Dans l’appel de D.ieu à Abraham. « Erets », le mot hébreu pour « pays » et « terre » est étymologiquement lié au mot « Ratsone » qui signifie « volonté » et « désir » ; c’est pourquoi « ton pays » se traduit aussi par « tes désirs naturels ». « Ton pays natal », « Moladeté’ha », est une référence à l’influence de la maison et de la société. Et « Beth Avi’ha » : « la maison de ton père » se réfère à l’homme comme être mûr et rationnel, forgeant sa tournure d’esprit, son caractère et son comportement avec l’objectivité transcendante de son intellect.

Selon les critères conventionnels, cela constitue l’étape ultime de l’accomplissement humain : le développement de ses instincts naturels, l’assimilation de vérités apprises et observées, et la transformation du moi à travers l’arbitrage objectif de l’esprit.

En réalité, pourtant, l’intellect est encore une partie de notre humanité, restant toujours sujet aux déficiences et aux limites de l’état d’homme ; alors qu’il peut surmonter les limites de ce qui est inné ou marquant, l’intellect n’est jamais véritablement libre de l’ego et de ses préjugés.

Mais il existe un moi plus élevé pour l’homme, un moi libre de toutes les limites de l’être humain. C’est l’étincelle de divinité qui est au cœur de son âme : l’essence divine que D.ieu a insufflée en lui, l’image de D.ieu selon laquelle il a été créé : le « Erets » que D.ieu a promis de montrer à Abraham.

Dans son itinéraire de découverte, Abraham dut quitter « le pays, le lieu de naissance », la maison paternelle de sa Mésopotamie natale ; il rejeta bien évidemment la culture païenne de Our Kasdim et de ‘Haran.

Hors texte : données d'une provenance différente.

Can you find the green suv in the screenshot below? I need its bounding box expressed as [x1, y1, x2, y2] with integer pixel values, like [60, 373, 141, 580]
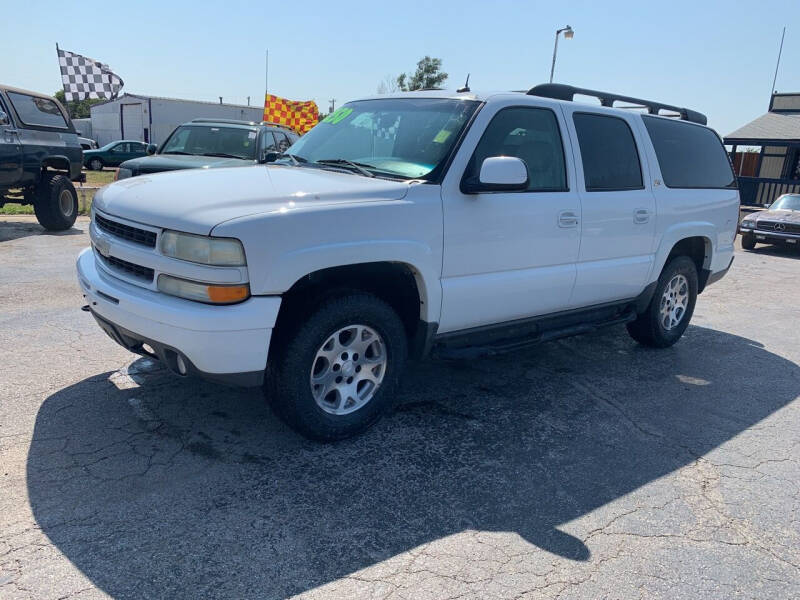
[83, 140, 147, 171]
[117, 119, 298, 179]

Mais ce n’est pas de ce départ dont D.ieu parle. Abraham reçut cet appel dans sa huitième décennie ; de nombreuses années après avoir renoncé au mode de vie païen de sa famille, de son lieu de naissance, reconnu D.ieu et exercé une profonde influence sur sa société.

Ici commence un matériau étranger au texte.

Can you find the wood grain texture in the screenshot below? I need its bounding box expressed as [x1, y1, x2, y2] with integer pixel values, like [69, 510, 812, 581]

Et pourtant, il reçut un ordre: « Pars !  Sors de ta nature, sors de tes habitudes, sors de ta logique.

Après avoir rejeté tes origines négatives et idolâtres, tu dois maintenant aussi transcender ton passé positif. Dépasse-toi même si tu es déjà parfait. La perfection humaine n’est pas suffisante».

Car tout accomplissement humain, fut-il intellectuel, reste limité et circonscrit à la nature humaine. Tel fut donc le premier commandement divin au premier Juif : « sors de tes limites pour accéder au « moi » que seul Moi Je peux te montrer, ce moi qui fait corps avec Moi ».